Une analyse menée en fonction de l'âge montre clairement que l'incidence des démences/troubles cognitifs légers augmente parallèlement à l'âge, le cumul des deux passant ainsi dans le bras intensif de 11 cas/1000 PA pour les moins de 75 ans à 47 pour les ≥75 ans et à 60 pour les ≥80 ans. Les nombres de cas dans le bras standard étaient respectivement de 14, 54 et 73/1000 PA et les différences entre les deux bras ne sont que numériques et non statistiquement significatives.

Et maintenant ?

L'absence de résultat significatif sur les démences dans l'analyse globale s'explique très probablement par l'arrêt prématuré de l'étude. Il est en effet connu que l'impact délétère de l'hypertension sur la démence se manifeste en général après 10 à 20 ans.

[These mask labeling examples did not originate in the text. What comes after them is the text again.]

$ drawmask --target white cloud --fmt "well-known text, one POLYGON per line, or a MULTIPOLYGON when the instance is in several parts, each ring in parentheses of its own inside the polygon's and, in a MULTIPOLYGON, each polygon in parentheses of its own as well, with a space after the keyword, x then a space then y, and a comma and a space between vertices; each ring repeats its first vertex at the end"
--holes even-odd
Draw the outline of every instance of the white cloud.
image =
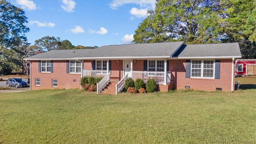
POLYGON ((75 28, 70 29, 70 31, 71 32, 76 34, 84 32, 84 29, 81 28, 81 26, 75 26, 75 28))
POLYGON ((124 44, 131 44, 133 40, 133 34, 126 34, 122 38, 122 42, 124 44))
POLYGON ((91 34, 95 33, 96 34, 100 34, 101 35, 104 35, 108 33, 108 30, 103 27, 101 27, 100 28, 99 31, 95 32, 92 30, 90 30, 89 32, 91 34))
POLYGON ((22 6, 21 8, 22 9, 27 9, 29 10, 36 10, 36 5, 34 4, 34 2, 32 0, 16 0, 16 2, 18 3, 18 4, 22 6))
POLYGON ((139 10, 136 8, 132 8, 130 11, 130 13, 138 18, 141 18, 147 16, 147 12, 148 9, 146 8, 139 10))
POLYGON ((135 4, 139 5, 141 8, 147 8, 148 9, 154 9, 155 0, 113 0, 110 4, 110 8, 117 10, 119 7, 126 4, 135 4))
POLYGON ((62 0, 63 4, 61 5, 61 8, 64 10, 68 12, 74 12, 76 3, 72 0, 62 0))
POLYGON ((38 20, 30 21, 28 22, 30 25, 32 25, 34 24, 37 24, 37 26, 39 27, 52 27, 54 26, 55 24, 51 22, 47 23, 46 22, 41 22, 38 20))

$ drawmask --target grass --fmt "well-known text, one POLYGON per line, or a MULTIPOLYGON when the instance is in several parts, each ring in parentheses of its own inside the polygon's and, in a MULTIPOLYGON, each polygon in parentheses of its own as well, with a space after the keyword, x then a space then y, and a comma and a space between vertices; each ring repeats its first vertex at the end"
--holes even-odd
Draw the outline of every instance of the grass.
POLYGON ((255 143, 255 94, 0 93, 0 143, 255 143))

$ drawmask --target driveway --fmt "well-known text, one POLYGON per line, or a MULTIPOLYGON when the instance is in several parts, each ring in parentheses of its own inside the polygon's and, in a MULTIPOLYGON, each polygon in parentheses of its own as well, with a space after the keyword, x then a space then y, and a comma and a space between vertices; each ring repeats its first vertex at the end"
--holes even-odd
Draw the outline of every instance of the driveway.
MULTIPOLYGON (((28 79, 27 78, 22 79, 22 80, 24 81, 28 82, 28 79)), ((6 81, 5 80, 0 81, 0 86, 7 87, 7 86, 6 86, 6 81)), ((15 88, 15 87, 12 86, 12 87, 10 87, 10 88, 6 89, 6 90, 0 90, 0 93, 7 93, 7 92, 22 92, 28 91, 30 89, 29 87, 28 87, 27 88, 15 88)))

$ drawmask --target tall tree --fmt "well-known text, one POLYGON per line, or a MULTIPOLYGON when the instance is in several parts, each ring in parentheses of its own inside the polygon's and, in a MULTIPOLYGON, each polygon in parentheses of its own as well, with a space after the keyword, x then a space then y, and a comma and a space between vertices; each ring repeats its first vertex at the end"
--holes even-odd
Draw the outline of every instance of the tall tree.
POLYGON ((0 1, 0 55, 7 48, 14 48, 27 41, 25 33, 29 28, 25 26, 28 18, 24 11, 6 2, 0 1))
POLYGON ((224 9, 220 0, 157 0, 156 9, 140 24, 134 42, 182 40, 187 43, 216 42, 220 37, 224 9))
POLYGON ((46 36, 35 41, 35 46, 41 48, 42 52, 59 49, 59 40, 54 36, 46 36))
POLYGON ((92 48, 95 48, 97 46, 94 46, 94 47, 92 46, 84 46, 81 45, 78 45, 74 47, 73 49, 92 49, 92 48))
POLYGON ((60 47, 61 49, 70 50, 74 48, 74 46, 68 40, 64 40, 60 42, 60 47))

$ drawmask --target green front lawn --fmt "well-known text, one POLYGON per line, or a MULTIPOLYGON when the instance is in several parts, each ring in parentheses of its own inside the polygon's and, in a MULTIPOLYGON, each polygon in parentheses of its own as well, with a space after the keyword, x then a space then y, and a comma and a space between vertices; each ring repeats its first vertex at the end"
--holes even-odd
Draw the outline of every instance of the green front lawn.
POLYGON ((252 144, 256 94, 0 93, 0 143, 252 144))

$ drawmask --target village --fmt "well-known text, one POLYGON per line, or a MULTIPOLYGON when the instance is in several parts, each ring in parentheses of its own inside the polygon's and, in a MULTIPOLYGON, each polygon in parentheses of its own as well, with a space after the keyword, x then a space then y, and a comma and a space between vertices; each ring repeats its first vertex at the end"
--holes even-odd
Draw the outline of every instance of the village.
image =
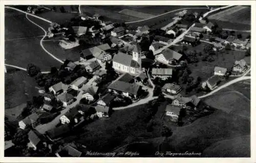
POLYGON ((86 145, 53 147, 81 126, 111 119, 115 110, 158 99, 168 102, 164 116, 172 123, 188 125, 196 120, 189 117, 195 112, 210 112, 201 97, 230 78, 249 73, 250 36, 242 39, 239 33, 223 30, 202 14, 177 12, 160 29, 105 21, 104 16, 81 14, 66 24, 52 23, 48 39, 59 40, 64 49, 96 38, 100 43, 80 49, 48 74, 36 65, 28 65, 28 74, 45 88, 26 106, 26 116, 18 122, 21 130, 29 130, 29 147, 34 150, 42 148, 54 151, 55 156, 82 157, 90 150, 86 145), (224 66, 216 56, 229 52, 245 55, 224 66), (210 73, 194 76, 191 67, 203 62, 210 65, 210 73))

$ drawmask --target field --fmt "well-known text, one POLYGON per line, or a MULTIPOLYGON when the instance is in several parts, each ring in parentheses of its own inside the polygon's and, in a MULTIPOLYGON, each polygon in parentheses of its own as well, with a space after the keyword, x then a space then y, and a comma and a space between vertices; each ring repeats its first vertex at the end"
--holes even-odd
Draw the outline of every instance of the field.
MULTIPOLYGON (((241 117, 228 114, 221 110, 216 111, 212 114, 201 118, 190 125, 177 127, 173 135, 165 142, 164 151, 182 152, 193 151, 194 152, 203 152, 204 150, 220 141, 248 135, 250 134, 250 121, 241 117)), ((250 141, 241 139, 240 143, 226 144, 226 149, 236 147, 236 157, 249 156, 250 152, 241 151, 241 146, 250 148, 250 141), (245 152, 245 153, 243 153, 245 152)), ((228 149, 227 149, 228 150, 228 149)), ((224 149, 223 149, 223 151, 224 149)), ((223 154, 224 151, 209 151, 202 156, 231 156, 223 154)), ((228 152, 228 151, 227 151, 228 152)))
POLYGON ((60 63, 40 45, 44 34, 42 30, 28 21, 24 14, 9 12, 10 10, 5 10, 5 62, 25 68, 28 64, 33 63, 42 71, 49 71, 51 66, 59 66, 60 63))
POLYGON ((143 12, 138 12, 134 10, 130 10, 128 9, 123 9, 122 11, 119 11, 119 13, 122 14, 136 17, 142 19, 146 19, 147 18, 150 18, 155 16, 154 15, 150 14, 146 14, 143 12))
POLYGON ((249 30, 251 25, 251 9, 249 7, 236 6, 208 17, 223 28, 237 30, 249 30))
POLYGON ((35 86, 37 84, 27 72, 7 68, 5 76, 5 108, 14 107, 31 100, 33 96, 38 95, 35 86))

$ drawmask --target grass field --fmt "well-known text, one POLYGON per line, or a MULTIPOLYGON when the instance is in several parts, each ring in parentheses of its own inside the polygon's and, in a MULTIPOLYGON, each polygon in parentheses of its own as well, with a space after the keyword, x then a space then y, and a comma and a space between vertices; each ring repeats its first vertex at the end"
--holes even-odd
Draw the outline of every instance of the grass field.
POLYGON ((236 6, 210 15, 208 18, 222 28, 250 30, 250 7, 236 6))
MULTIPOLYGON (((205 149, 220 141, 248 135, 250 132, 249 120, 218 110, 211 115, 196 120, 190 125, 177 127, 174 131, 173 135, 168 138, 165 148, 162 150, 173 152, 186 151, 202 152, 205 149)), ((238 148, 241 144, 236 145, 238 148)), ((248 144, 243 145, 247 146, 247 148, 249 147, 248 144)), ((227 148, 232 146, 226 144, 227 148)), ((219 155, 222 155, 221 151, 217 152, 219 155)), ((209 152, 207 156, 212 156, 215 154, 216 153, 209 152)), ((249 155, 249 153, 246 154, 249 155)), ((239 155, 236 156, 239 156, 239 155)))
POLYGON ((7 73, 5 74, 6 109, 26 103, 33 96, 38 95, 38 89, 35 88, 37 86, 37 83, 28 76, 26 72, 8 67, 7 68, 7 73))
POLYGON ((5 17, 5 62, 25 68, 28 64, 33 63, 42 71, 49 71, 50 66, 59 66, 60 63, 43 51, 40 45, 40 36, 44 34, 44 31, 28 21, 25 14, 8 11, 10 10, 6 10, 5 17))

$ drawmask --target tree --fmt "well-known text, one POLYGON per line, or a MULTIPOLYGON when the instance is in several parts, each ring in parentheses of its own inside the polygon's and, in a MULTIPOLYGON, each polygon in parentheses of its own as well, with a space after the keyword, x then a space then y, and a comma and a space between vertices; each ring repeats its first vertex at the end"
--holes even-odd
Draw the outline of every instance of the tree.
POLYGON ((172 136, 173 134, 173 131, 170 128, 169 128, 167 126, 164 125, 162 129, 161 134, 162 136, 169 137, 172 136))
POLYGON ((241 39, 242 38, 242 34, 241 33, 238 34, 237 35, 237 37, 238 39, 241 39))
POLYGON ((65 9, 63 6, 60 7, 60 8, 59 8, 59 10, 60 10, 60 12, 62 13, 66 12, 65 9))

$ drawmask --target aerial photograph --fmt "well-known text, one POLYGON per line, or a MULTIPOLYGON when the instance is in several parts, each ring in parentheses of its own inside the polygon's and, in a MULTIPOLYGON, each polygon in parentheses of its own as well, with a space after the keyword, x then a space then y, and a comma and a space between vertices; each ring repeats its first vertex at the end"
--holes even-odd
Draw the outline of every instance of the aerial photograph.
POLYGON ((5 5, 4 156, 250 157, 252 6, 216 4, 5 5))

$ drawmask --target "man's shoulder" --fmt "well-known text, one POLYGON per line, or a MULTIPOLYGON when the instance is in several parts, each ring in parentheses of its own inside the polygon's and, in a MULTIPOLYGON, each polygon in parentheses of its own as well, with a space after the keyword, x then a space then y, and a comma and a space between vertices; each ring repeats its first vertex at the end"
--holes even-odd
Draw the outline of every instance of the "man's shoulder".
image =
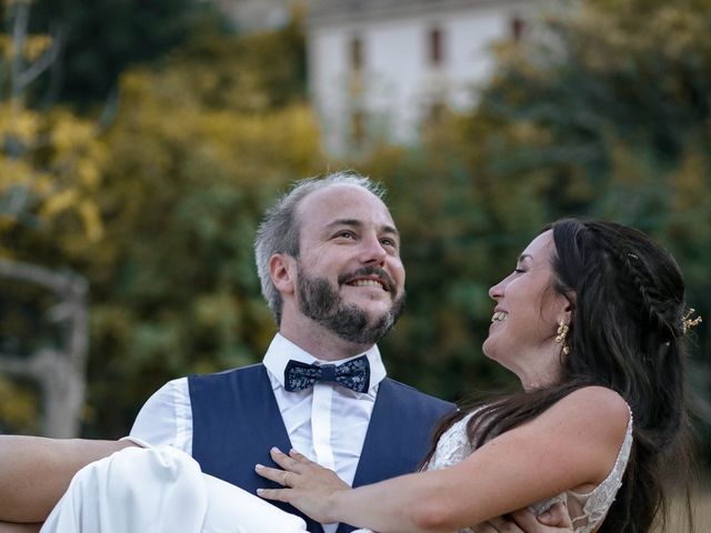
POLYGON ((188 376, 189 381, 194 380, 220 380, 220 379, 229 379, 230 376, 238 376, 241 374, 256 374, 259 372, 264 372, 266 368, 263 363, 254 363, 248 364, 247 366, 237 366, 234 369, 222 370, 220 372, 209 372, 202 374, 190 374, 188 376))
POLYGON ((442 400, 441 398, 437 398, 425 392, 422 392, 412 385, 408 385, 400 381, 393 380, 392 378, 385 378, 381 382, 381 386, 383 384, 385 384, 385 386, 391 388, 391 390, 398 395, 417 399, 418 401, 423 402, 428 405, 438 406, 448 411, 451 411, 452 409, 454 409, 453 403, 442 400))

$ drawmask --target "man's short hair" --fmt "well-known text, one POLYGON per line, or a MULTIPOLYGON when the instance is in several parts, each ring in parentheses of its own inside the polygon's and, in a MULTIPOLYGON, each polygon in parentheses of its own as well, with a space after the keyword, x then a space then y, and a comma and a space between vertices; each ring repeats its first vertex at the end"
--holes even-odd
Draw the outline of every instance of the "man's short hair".
POLYGON ((314 191, 332 185, 357 185, 383 199, 384 189, 370 178, 352 171, 341 171, 324 178, 308 178, 293 183, 289 192, 282 194, 264 213, 254 239, 254 259, 262 294, 274 315, 281 323, 281 294, 269 275, 269 259, 276 253, 293 258, 299 257, 301 221, 297 217, 297 207, 314 191))

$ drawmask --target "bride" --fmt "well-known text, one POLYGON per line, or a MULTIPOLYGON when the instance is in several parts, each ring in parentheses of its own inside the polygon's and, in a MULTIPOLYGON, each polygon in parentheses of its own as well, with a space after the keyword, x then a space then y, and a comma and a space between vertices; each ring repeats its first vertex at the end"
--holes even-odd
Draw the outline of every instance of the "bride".
MULTIPOLYGON (((664 514, 664 464, 685 472, 682 338, 698 322, 671 255, 631 228, 564 219, 490 295, 483 351, 522 392, 461 409, 442 421, 422 472, 373 485, 350 489, 272 450, 283 470, 256 469, 283 489, 260 495, 381 533, 520 531, 495 517, 555 502, 568 506, 567 531, 649 531, 664 514)), ((306 529, 181 452, 129 447, 80 471, 42 531, 306 529)))
POLYGON ((321 522, 379 532, 483 531, 492 516, 567 502, 573 531, 648 532, 664 464, 683 470, 688 418, 683 280, 641 232, 561 220, 490 290, 484 353, 523 392, 443 421, 424 472, 350 489, 303 455, 272 451, 262 490, 321 522))

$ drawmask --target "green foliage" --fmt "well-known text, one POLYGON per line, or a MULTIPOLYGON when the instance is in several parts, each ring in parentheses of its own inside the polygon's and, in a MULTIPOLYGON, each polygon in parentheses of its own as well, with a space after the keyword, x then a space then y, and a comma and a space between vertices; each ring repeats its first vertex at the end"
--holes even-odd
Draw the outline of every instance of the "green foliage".
POLYGON ((161 59, 194 32, 218 27, 194 0, 34 0, 31 27, 62 43, 38 98, 87 107, 117 89, 119 76, 161 59))
MULTIPOLYGON (((685 272, 689 305, 711 315, 709 28, 708 0, 587 2, 502 43, 473 112, 373 157, 408 268, 409 306, 383 350, 392 373, 448 398, 510 381, 479 352, 485 291, 564 215, 652 234, 685 272)), ((708 418, 707 322, 689 348, 708 418)))
MULTIPOLYGON (((86 434, 124 434, 167 380, 258 361, 276 330, 252 240, 277 192, 322 167, 302 68, 274 60, 303 43, 297 27, 200 39, 160 69, 122 74, 111 127, 62 167, 68 188, 93 179, 66 198, 52 174, 46 201, 28 207, 34 223, 6 227, 6 253, 89 280, 86 434), (80 197, 100 231, 82 229, 80 197)), ((54 115, 42 131, 66 150, 81 144, 82 122, 31 114, 42 124, 54 115)), ((18 172, 2 175, 22 184, 18 172)))

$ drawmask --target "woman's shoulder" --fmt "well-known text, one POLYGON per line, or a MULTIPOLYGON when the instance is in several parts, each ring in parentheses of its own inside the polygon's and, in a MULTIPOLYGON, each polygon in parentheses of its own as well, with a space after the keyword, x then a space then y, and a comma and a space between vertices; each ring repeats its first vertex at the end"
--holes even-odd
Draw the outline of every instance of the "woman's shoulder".
POLYGON ((542 418, 555 428, 562 447, 580 454, 580 460, 600 465, 598 483, 612 469, 625 442, 632 412, 624 399, 604 386, 578 389, 552 405, 542 418))
MULTIPOLYGON (((627 401, 612 389, 583 386, 553 404, 544 415, 560 418, 568 423, 589 430, 611 431, 611 436, 622 439, 632 416, 627 401)), ((619 440, 618 439, 618 440, 619 440)))
POLYGON ((581 415, 589 413, 594 418, 604 415, 611 422, 627 426, 631 416, 631 409, 622 395, 612 389, 590 385, 578 389, 559 402, 559 408, 574 410, 581 415))

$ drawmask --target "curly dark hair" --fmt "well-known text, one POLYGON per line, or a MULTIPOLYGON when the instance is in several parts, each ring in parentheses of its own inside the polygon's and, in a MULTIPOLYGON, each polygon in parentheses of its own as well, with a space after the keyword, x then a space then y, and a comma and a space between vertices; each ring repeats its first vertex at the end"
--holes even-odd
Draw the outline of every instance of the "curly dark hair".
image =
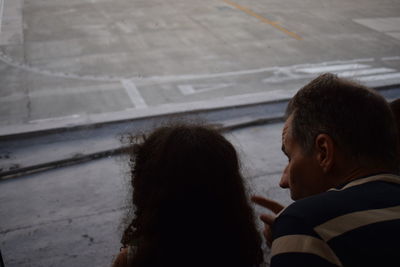
POLYGON ((135 267, 256 266, 261 237, 235 148, 208 126, 154 130, 130 150, 135 267))

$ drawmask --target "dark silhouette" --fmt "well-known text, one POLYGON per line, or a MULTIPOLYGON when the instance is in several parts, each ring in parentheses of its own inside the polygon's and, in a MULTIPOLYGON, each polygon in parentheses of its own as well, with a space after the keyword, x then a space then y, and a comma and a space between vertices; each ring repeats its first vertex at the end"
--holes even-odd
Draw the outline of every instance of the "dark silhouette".
POLYGON ((399 266, 398 137, 386 100, 328 73, 296 93, 286 117, 280 186, 295 202, 283 210, 253 197, 279 213, 261 216, 271 267, 399 266))
POLYGON ((129 249, 114 266, 250 267, 263 261, 237 153, 218 131, 161 127, 130 153, 134 219, 121 241, 129 249))

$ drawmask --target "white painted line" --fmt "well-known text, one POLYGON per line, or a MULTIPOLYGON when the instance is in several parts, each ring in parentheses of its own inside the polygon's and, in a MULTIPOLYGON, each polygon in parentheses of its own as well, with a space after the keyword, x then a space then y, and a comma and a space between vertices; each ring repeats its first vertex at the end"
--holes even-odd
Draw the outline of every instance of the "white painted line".
POLYGON ((135 108, 147 108, 146 102, 140 95, 136 85, 131 80, 121 80, 121 83, 135 108))
POLYGON ((60 120, 67 120, 67 119, 76 119, 76 118, 79 118, 80 116, 81 115, 79 115, 79 114, 73 114, 73 115, 63 116, 63 117, 54 117, 54 118, 31 120, 31 121, 29 121, 29 123, 43 123, 43 122, 49 122, 49 121, 60 121, 60 120))
POLYGON ((302 69, 297 69, 297 71, 317 74, 317 73, 323 73, 323 72, 335 72, 335 71, 341 71, 341 70, 355 70, 355 69, 365 69, 365 68, 369 68, 369 66, 364 65, 364 64, 345 64, 345 65, 332 65, 332 66, 302 68, 302 69))
POLYGON ((348 77, 354 77, 354 76, 363 76, 363 75, 371 75, 371 74, 395 72, 395 71, 396 71, 395 69, 389 69, 389 68, 376 68, 376 69, 339 72, 339 73, 337 73, 337 75, 339 77, 348 78, 348 77))
POLYGON ((6 0, 0 0, 0 33, 1 33, 1 28, 3 25, 3 12, 4 12, 4 1, 6 0))
POLYGON ((400 73, 390 73, 390 74, 382 74, 382 75, 373 75, 373 76, 365 76, 365 77, 355 77, 357 80, 362 82, 370 82, 370 81, 378 81, 378 80, 389 80, 389 79, 399 79, 400 83, 400 73))
POLYGON ((395 56, 395 57, 383 57, 383 61, 392 61, 392 60, 400 60, 400 56, 395 56))
POLYGON ((196 85, 198 90, 195 90, 191 84, 178 85, 179 90, 184 95, 198 94, 202 92, 214 91, 222 88, 232 86, 232 83, 219 83, 219 84, 199 84, 196 85))
POLYGON ((178 85, 178 89, 184 95, 191 95, 191 94, 196 93, 196 91, 193 88, 193 85, 190 85, 190 84, 178 85))

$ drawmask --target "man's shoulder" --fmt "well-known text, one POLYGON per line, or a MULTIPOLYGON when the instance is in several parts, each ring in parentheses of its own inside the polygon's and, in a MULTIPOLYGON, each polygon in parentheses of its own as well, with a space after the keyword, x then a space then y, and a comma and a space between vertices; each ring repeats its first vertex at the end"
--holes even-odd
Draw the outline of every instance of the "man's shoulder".
POLYGON ((344 214, 397 205, 400 205, 400 177, 376 175, 298 200, 279 217, 296 218, 315 226, 344 214))
POLYGON ((340 209, 342 204, 342 192, 328 191, 293 202, 279 217, 296 218, 311 225, 318 224, 319 221, 325 220, 326 216, 337 216, 336 210, 340 209))

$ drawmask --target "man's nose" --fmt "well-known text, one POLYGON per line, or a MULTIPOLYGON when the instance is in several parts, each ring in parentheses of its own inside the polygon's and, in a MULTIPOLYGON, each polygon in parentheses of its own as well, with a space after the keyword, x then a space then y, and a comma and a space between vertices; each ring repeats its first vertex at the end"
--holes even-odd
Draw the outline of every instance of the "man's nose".
POLYGON ((283 170, 281 180, 279 182, 279 186, 282 188, 289 188, 289 168, 286 166, 286 168, 283 170))

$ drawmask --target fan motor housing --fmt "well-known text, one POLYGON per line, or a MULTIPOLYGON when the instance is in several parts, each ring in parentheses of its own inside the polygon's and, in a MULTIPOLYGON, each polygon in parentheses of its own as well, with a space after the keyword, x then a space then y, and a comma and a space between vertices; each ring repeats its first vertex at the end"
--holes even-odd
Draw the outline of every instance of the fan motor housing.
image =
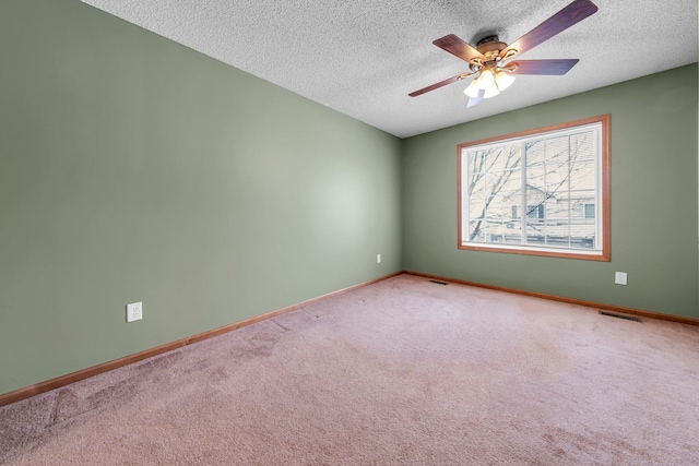
POLYGON ((497 60, 500 51, 505 50, 506 48, 507 44, 500 41, 500 38, 495 35, 482 38, 476 45, 476 50, 483 53, 488 59, 488 61, 497 60))

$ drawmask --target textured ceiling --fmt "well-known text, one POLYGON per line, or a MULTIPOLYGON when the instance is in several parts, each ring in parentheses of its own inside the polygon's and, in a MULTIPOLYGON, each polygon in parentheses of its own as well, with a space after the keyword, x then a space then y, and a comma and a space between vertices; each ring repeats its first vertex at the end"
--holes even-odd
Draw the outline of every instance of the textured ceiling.
POLYGON ((592 0, 599 11, 522 55, 579 58, 564 76, 518 76, 466 109, 467 71, 433 40, 508 44, 571 0, 83 0, 342 113, 406 138, 697 61, 697 0, 592 0))

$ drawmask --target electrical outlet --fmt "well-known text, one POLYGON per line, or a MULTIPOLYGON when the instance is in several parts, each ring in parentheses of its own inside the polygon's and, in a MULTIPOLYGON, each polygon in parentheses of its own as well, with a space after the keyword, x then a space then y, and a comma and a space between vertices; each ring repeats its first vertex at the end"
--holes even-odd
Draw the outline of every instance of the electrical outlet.
POLYGON ((127 304, 127 322, 140 321, 141 319, 143 319, 143 302, 127 304))
POLYGON ((626 285, 626 272, 616 272, 614 274, 614 283, 617 285, 626 285))

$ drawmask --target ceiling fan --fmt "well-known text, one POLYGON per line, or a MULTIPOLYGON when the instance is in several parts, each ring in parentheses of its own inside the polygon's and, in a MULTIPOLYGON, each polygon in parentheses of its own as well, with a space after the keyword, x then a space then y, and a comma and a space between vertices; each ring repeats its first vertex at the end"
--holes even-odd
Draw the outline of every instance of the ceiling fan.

« On voit bien dans l’étude SPRINT-MIND que les courbes commencent à s’écarter sur la fin de la période de suivi, un suivi plus long aurait probablement démontré un bénéfice significatif aussi sur les démences », a commenté, pour Medscape édition française, le Pr Olivier Hanon, gériatre à l’hôpital Broca (AP-HP, Paris) lors de la publication des résultats de l’étude dans le JAMA[2].

Un bémol important, toutefois, la progression d’un trouble cognitif léger vers la démence n’est pas systématique, il s'agit d'une probabilité. En revanche, hypotensions orthostatiques, syncopes, anomalies électrolytiques et défaillances rénales aigues sont des effets secondaires qui ont bel et bien été documentés dans les deux bras et semblent donc bien être la rançon du contrôle tensionnel.